Něžná revoluce (r. Jiří Střecha – Petr Slavík, 1989)/ Velvet Revolution (dir. Jiří Střecha – Petr Slavík, 1989)

Questions

  • Why do you think that the students went to a factory in the fall of 1989?
  • What kinds of opinions and reactions did they meet there?
  • What do you think this situation might say about the political changes in the Eastern bloc in 1989?

Commentary

After the violent dispersal of the student demonstration on 17 November 1989, a smear campaign was launched in the official media, defaming the demonstration’s organisers and calling for order (see 1989 – Ideology).

The student movement had already been activated – a student strike had been declared, joined by actors from Prague theatres, and protest rallies continued. But these activities remained mostly limited to the capital. In the clip, we see one of the ways in which people in the regions were informed about what was going on. Organized groups travelled to other cities and regions to report to employees of large companies about the course of the demonstrations and the situation in Prague and especially to drum up support for a general strike planned for 27 November.

A group of students and actors arrived in the Ležáky mine in northern Bohemia. The communist regime praised miners as a symbol of the working class and miners were significantly better remunerated than other professions. Also, the last 15 seconds of our clip would make it seem that the miners were loyal to the communist regime. But even in this region, people demonstrated against the regime in 1989, primarily due to the catastrophic ecological situation caused by the very outmoded technique of mining brown coal, which was extracted at the expense of people’s health and the landscape.

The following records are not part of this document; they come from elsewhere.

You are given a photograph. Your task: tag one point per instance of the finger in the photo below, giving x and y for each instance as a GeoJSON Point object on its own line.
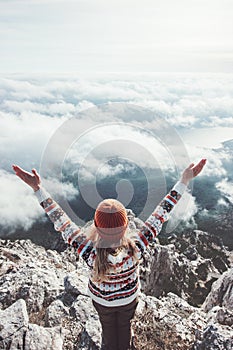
{"type": "Point", "coordinates": [197, 169]}
{"type": "Point", "coordinates": [37, 176]}
{"type": "Point", "coordinates": [190, 166]}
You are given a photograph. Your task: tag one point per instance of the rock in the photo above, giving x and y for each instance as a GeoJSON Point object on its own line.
{"type": "Point", "coordinates": [220, 315]}
{"type": "Point", "coordinates": [186, 265]}
{"type": "Point", "coordinates": [40, 338]}
{"type": "Point", "coordinates": [76, 283]}
{"type": "Point", "coordinates": [55, 313]}
{"type": "Point", "coordinates": [84, 312]}
{"type": "Point", "coordinates": [210, 339]}
{"type": "Point", "coordinates": [13, 325]}
{"type": "Point", "coordinates": [221, 292]}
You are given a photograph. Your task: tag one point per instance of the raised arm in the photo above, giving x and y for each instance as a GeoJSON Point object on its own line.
{"type": "Point", "coordinates": [62, 223]}
{"type": "Point", "coordinates": [153, 224]}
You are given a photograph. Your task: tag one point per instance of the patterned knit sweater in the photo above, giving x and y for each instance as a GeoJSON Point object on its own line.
{"type": "Point", "coordinates": [122, 284]}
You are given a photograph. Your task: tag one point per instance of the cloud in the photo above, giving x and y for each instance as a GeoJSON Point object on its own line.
{"type": "Point", "coordinates": [33, 110]}
{"type": "Point", "coordinates": [183, 213]}
{"type": "Point", "coordinates": [19, 207]}
{"type": "Point", "coordinates": [226, 188]}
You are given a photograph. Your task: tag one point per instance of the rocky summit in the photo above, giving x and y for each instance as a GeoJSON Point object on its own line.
{"type": "Point", "coordinates": [186, 300]}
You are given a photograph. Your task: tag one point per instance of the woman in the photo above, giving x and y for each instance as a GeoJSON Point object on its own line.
{"type": "Point", "coordinates": [111, 253]}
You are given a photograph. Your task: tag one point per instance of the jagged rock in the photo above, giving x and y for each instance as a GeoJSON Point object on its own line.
{"type": "Point", "coordinates": [197, 259]}
{"type": "Point", "coordinates": [220, 315]}
{"type": "Point", "coordinates": [210, 339]}
{"type": "Point", "coordinates": [84, 312]}
{"type": "Point", "coordinates": [54, 287]}
{"type": "Point", "coordinates": [76, 283]}
{"type": "Point", "coordinates": [55, 313]}
{"type": "Point", "coordinates": [40, 338]}
{"type": "Point", "coordinates": [13, 325]}
{"type": "Point", "coordinates": [221, 292]}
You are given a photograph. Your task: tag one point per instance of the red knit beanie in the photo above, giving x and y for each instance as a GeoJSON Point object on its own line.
{"type": "Point", "coordinates": [111, 219]}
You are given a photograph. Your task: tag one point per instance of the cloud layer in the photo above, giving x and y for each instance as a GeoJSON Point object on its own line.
{"type": "Point", "coordinates": [32, 110]}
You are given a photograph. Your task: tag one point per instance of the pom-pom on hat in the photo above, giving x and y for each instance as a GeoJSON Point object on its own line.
{"type": "Point", "coordinates": [111, 220]}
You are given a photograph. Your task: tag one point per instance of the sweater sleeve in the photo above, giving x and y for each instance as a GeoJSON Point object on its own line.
{"type": "Point", "coordinates": [154, 223]}
{"type": "Point", "coordinates": [71, 232]}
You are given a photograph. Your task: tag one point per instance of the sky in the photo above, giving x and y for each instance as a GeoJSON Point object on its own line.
{"type": "Point", "coordinates": [64, 59]}
{"type": "Point", "coordinates": [85, 36]}
{"type": "Point", "coordinates": [164, 121]}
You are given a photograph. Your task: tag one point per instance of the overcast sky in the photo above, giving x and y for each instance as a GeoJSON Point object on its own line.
{"type": "Point", "coordinates": [116, 35]}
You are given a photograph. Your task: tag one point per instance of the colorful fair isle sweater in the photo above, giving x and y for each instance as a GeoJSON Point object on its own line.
{"type": "Point", "coordinates": [122, 284]}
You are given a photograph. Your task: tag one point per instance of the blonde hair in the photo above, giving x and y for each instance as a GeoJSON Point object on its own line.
{"type": "Point", "coordinates": [102, 265]}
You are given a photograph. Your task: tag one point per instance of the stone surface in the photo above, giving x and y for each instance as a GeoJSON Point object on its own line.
{"type": "Point", "coordinates": [44, 302]}
{"type": "Point", "coordinates": [40, 338]}
{"type": "Point", "coordinates": [185, 265]}
{"type": "Point", "coordinates": [13, 325]}
{"type": "Point", "coordinates": [55, 313]}
{"type": "Point", "coordinates": [221, 292]}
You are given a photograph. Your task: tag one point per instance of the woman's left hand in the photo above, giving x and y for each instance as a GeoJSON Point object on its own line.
{"type": "Point", "coordinates": [31, 179]}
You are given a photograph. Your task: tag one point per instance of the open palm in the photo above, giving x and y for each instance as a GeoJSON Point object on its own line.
{"type": "Point", "coordinates": [32, 179]}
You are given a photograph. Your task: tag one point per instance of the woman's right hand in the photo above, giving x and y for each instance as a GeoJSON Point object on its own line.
{"type": "Point", "coordinates": [192, 171]}
{"type": "Point", "coordinates": [31, 179]}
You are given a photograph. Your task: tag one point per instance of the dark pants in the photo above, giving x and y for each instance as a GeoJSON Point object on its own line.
{"type": "Point", "coordinates": [116, 326]}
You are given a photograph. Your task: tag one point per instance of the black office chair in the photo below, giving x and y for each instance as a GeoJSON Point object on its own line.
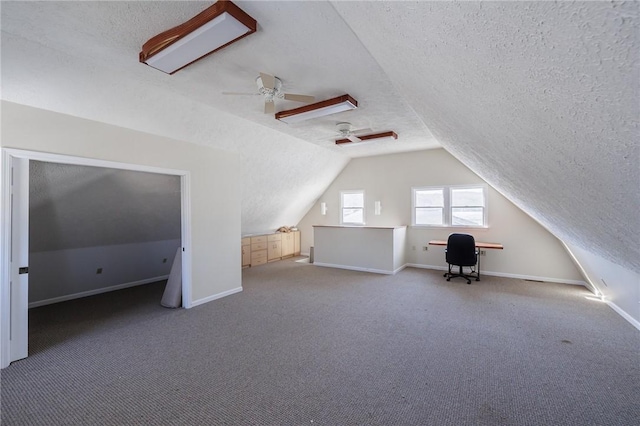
{"type": "Point", "coordinates": [461, 251]}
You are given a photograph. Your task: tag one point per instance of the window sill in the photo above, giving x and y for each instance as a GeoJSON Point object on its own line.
{"type": "Point", "coordinates": [453, 227]}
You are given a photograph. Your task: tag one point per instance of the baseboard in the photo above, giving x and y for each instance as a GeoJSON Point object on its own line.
{"type": "Point", "coordinates": [623, 314]}
{"type": "Point", "coordinates": [508, 275]}
{"type": "Point", "coordinates": [215, 297]}
{"type": "Point", "coordinates": [96, 291]}
{"type": "Point", "coordinates": [357, 268]}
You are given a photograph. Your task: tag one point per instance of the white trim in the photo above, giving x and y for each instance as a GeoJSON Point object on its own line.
{"type": "Point", "coordinates": [5, 253]}
{"type": "Point", "coordinates": [85, 161]}
{"type": "Point", "coordinates": [623, 314]}
{"type": "Point", "coordinates": [185, 216]}
{"type": "Point", "coordinates": [591, 286]}
{"type": "Point", "coordinates": [507, 275]}
{"type": "Point", "coordinates": [215, 297]}
{"type": "Point", "coordinates": [357, 268]}
{"type": "Point", "coordinates": [96, 291]}
{"type": "Point", "coordinates": [5, 249]}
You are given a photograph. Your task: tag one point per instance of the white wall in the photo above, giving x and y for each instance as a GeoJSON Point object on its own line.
{"type": "Point", "coordinates": [60, 275]}
{"type": "Point", "coordinates": [530, 250]}
{"type": "Point", "coordinates": [214, 174]}
{"type": "Point", "coordinates": [619, 286]}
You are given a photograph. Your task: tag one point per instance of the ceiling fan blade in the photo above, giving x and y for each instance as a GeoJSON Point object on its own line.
{"type": "Point", "coordinates": [299, 98]}
{"type": "Point", "coordinates": [269, 108]}
{"type": "Point", "coordinates": [268, 81]}
{"type": "Point", "coordinates": [240, 94]}
{"type": "Point", "coordinates": [361, 131]}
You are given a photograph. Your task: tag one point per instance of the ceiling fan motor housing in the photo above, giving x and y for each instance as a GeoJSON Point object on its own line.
{"type": "Point", "coordinates": [276, 92]}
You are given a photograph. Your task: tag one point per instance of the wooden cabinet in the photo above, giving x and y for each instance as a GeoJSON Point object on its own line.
{"type": "Point", "coordinates": [296, 243]}
{"type": "Point", "coordinates": [258, 250]}
{"type": "Point", "coordinates": [287, 245]}
{"type": "Point", "coordinates": [261, 249]}
{"type": "Point", "coordinates": [246, 252]}
{"type": "Point", "coordinates": [274, 247]}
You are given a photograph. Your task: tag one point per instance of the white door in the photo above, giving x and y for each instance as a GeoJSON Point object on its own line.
{"type": "Point", "coordinates": [19, 260]}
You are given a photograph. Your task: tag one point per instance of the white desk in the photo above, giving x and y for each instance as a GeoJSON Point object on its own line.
{"type": "Point", "coordinates": [361, 248]}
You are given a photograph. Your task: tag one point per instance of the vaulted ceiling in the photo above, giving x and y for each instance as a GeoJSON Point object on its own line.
{"type": "Point", "coordinates": [538, 98]}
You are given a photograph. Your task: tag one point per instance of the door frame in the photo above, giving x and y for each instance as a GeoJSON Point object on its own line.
{"type": "Point", "coordinates": [8, 154]}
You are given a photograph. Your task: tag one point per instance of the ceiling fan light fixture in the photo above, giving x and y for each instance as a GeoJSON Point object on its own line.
{"type": "Point", "coordinates": [383, 135]}
{"type": "Point", "coordinates": [214, 28]}
{"type": "Point", "coordinates": [318, 109]}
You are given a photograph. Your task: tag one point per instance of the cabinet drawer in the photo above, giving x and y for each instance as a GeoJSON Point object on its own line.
{"type": "Point", "coordinates": [256, 262]}
{"type": "Point", "coordinates": [259, 246]}
{"type": "Point", "coordinates": [260, 254]}
{"type": "Point", "coordinates": [261, 239]}
{"type": "Point", "coordinates": [274, 237]}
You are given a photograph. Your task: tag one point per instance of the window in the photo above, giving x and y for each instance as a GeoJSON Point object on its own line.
{"type": "Point", "coordinates": [467, 206]}
{"type": "Point", "coordinates": [429, 206]}
{"type": "Point", "coordinates": [352, 207]}
{"type": "Point", "coordinates": [462, 206]}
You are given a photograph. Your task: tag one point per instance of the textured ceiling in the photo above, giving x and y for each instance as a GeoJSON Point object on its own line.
{"type": "Point", "coordinates": [538, 98]}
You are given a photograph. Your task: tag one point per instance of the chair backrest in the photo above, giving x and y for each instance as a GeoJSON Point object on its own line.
{"type": "Point", "coordinates": [461, 250]}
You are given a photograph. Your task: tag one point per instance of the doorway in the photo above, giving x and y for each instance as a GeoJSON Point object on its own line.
{"type": "Point", "coordinates": [14, 286]}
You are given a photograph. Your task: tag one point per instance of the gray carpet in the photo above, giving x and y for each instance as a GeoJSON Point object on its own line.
{"type": "Point", "coordinates": [305, 345]}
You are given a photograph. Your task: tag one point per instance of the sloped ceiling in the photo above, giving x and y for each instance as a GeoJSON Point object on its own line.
{"type": "Point", "coordinates": [538, 98]}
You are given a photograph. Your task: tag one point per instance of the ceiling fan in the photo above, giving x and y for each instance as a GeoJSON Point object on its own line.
{"type": "Point", "coordinates": [347, 135]}
{"type": "Point", "coordinates": [351, 138]}
{"type": "Point", "coordinates": [345, 132]}
{"type": "Point", "coordinates": [271, 88]}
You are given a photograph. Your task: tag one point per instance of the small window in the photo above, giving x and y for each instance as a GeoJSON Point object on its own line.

In addition to their cultural distance from Prague artists, the miners’ unwillingness to talk on camera may have also been due to fear of where the situation was headed (What we don’t talk about). The clip presents the diversity of attitudes in Czechoslovak society towards the so-called Velvet Revolution and thus complicates the traditional narrative of discontent of the “people” with the government of the Communist Party, as thematised in the clips 1989 – Ideology and 1989 -Oppression.